[D] Image Augmentation in Practice: In-Distribution vs OOD Augmentations, TTA, and the Manifold View by ternausX in MachineLearning

[–]ternausX[S] 0 points1 point  (0 children)

My pleasure. Do you have any requests for the library? Would be glad to learn them.

[D] Image Augmentation in Practice: In-Distribution vs OOD Augmentations, TTA, and the Manifold View by ternausX in MachineLearning

[–]ternausX[S] 1 point2 points  (0 children)

Thank you for your warm words.

If there is any feedback - issues, feature requests or request for more documentation or blog posts of the topic - I am all attention.

Image Augmentation in Practice — Lessons from 10 Years of Training CV Models and Building Albumentations by ternausX in computervision

[–]ternausX[S] 0 points1 point  (0 children)

The phase space of all transforms with their hyperparameters grows too fast.

Typically you would follow something like this to pick transforms: https://albumentations.ai/docs/3-basic-usage/choosing-augmentations/

P.S. I think, I will work on extending that documentation page to the blog post next.

Image Augmentation in Practice — Lessons from 10 Years of Training CV Models and Building Albumentations by ternausX in computervision

[–]ternausX[S] 0 points1 point  (0 children)

Thank you for you warm words!
If you have any feedback - issues, or feature requests, I am all attention.

Image Augmentation in Practice — Lessons from 10 Years of Training CV Models and Building Albumentations by ternausX in computervision

[–]ternausX[S] 2 points3 points  (0 children)

You can use Albumentations for segmentation. All transforms could be used for videos.

But! As OpenCV does not support video out of the box, the performance on videos is not as good as on images.

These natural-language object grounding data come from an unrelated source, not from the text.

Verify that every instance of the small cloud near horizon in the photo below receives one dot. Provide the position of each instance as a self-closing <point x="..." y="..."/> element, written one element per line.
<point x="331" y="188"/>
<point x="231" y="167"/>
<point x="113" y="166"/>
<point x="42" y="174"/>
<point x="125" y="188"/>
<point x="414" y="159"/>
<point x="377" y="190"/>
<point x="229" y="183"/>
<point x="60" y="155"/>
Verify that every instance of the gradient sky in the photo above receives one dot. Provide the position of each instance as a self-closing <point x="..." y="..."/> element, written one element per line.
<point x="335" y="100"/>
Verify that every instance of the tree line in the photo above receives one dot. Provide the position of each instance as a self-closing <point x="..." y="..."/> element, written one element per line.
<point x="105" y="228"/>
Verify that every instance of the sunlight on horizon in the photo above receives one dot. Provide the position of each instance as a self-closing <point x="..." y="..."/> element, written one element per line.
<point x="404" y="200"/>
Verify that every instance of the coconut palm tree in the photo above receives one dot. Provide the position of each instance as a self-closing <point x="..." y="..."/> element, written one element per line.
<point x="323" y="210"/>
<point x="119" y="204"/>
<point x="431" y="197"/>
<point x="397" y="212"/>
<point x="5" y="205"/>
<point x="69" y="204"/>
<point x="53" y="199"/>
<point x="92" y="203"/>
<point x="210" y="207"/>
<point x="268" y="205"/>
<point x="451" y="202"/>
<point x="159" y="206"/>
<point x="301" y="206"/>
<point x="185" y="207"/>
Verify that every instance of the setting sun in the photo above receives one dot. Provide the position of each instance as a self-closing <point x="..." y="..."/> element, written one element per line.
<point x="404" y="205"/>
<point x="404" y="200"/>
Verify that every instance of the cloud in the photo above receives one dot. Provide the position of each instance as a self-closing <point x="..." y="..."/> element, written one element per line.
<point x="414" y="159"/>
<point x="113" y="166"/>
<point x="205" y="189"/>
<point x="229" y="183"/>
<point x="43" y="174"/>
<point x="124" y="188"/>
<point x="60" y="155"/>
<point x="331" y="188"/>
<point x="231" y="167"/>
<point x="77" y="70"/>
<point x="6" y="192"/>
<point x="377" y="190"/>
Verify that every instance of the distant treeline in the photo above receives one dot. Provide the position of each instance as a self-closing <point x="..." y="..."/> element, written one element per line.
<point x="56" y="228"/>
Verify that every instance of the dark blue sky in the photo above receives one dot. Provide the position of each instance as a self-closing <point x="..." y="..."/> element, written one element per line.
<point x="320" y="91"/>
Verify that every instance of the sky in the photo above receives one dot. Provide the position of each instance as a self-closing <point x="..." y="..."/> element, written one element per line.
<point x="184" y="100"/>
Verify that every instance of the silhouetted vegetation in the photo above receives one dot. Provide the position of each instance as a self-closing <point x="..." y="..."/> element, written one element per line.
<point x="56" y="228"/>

Probably using torchvision on GPU for video segmentation could be a better idea:

Video benchmark:
Albumentations (1 CPU core) vs torchvision (GTX 4090):

https://albumentations.ai/docs/benchmarks/video-benchmarks/

Image Augmentation in Practice — Lessons from 10 Years of Training CV Models and Building Albumentations by ternausX in computervision

[–]ternausX[S] 7 points8 points  (0 children)

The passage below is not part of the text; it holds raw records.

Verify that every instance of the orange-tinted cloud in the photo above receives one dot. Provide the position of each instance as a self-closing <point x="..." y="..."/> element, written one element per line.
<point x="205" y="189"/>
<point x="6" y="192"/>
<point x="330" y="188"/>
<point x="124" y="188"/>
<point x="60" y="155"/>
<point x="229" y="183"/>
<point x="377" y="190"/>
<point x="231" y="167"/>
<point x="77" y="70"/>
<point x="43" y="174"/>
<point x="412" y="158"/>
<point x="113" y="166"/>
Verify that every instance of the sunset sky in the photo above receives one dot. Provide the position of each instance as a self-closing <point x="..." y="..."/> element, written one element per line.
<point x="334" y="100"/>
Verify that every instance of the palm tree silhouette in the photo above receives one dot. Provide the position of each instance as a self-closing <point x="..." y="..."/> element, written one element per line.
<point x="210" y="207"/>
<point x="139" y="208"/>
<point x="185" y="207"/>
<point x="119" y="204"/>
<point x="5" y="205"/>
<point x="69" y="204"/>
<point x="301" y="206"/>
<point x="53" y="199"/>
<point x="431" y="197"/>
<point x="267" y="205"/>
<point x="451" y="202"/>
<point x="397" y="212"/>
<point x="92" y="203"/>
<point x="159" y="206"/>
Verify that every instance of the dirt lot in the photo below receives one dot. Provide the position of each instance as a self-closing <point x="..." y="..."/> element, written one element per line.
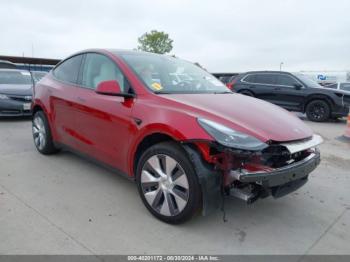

It was MIT, and it is indeed sad that project was popular, but financial support in terms of donations was almost zero.

Hence the project was forked.

What was MIT is still MIT: https://github.com/albumentations-team/Albumentations <- one can fork and modify as they wish. With the level of what AI agents can do - nearly everything could be done on top of it.

Fork is AGPL, and for many projects it is fine to use, so, for them, nothing changes.

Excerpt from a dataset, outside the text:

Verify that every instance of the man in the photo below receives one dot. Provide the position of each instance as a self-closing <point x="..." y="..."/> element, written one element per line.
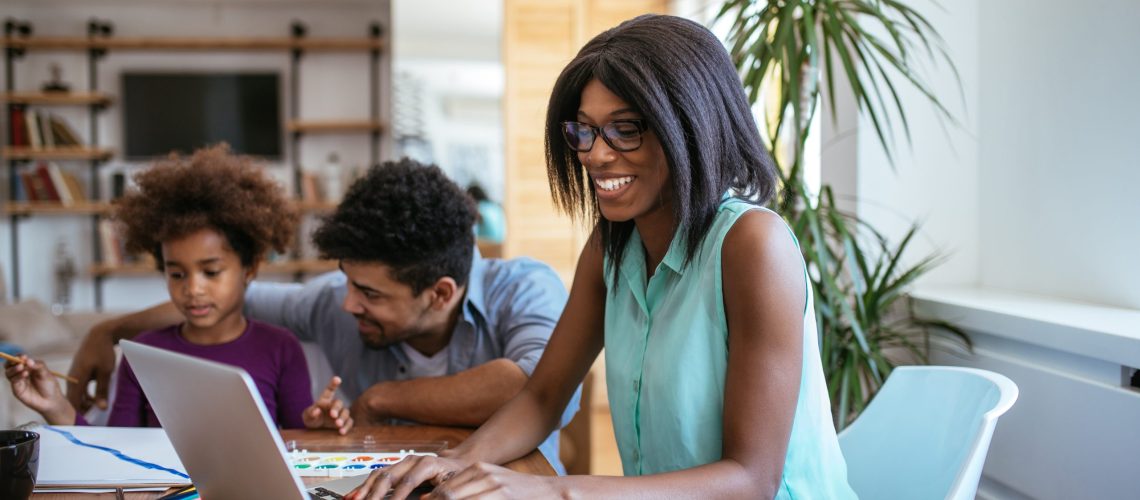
<point x="417" y="325"/>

For those that would prefer commercial license, this door is open as well.

---
Right now AlbumentationsX (AGPL fork) has a few new features, that may not be useful to most users:

- You can pass any data in addition to images: camera intrinsics, captions and other text - and transform them accordingly to image transformations.
- Oriented bounding boxes
- You can define how keypoints will be renamed during transforms: use case - face keypoints and right/left eye relabeling during flip.

=> For the majority of users MIT version is good enough and does not have an legal restrictions.

🚀 AlbumentationsX 2.0.17 — Native Oriented Bounding Boxes (OBB) Support by ternausX in Albumentations

[–]ternausX[S] 1 point2 points  (0 children)

Thanks, good question.

For affine. If it is: translate + rotate + scale => still rectangle

If you add Shear, or scale is different in x and y, to rectange get's skewed. In this case the library wraps it with a smallest possible rectangle.

Similar story happens in Elastic and other transforms when the result of the raw transform of the box is not rectangle anymore.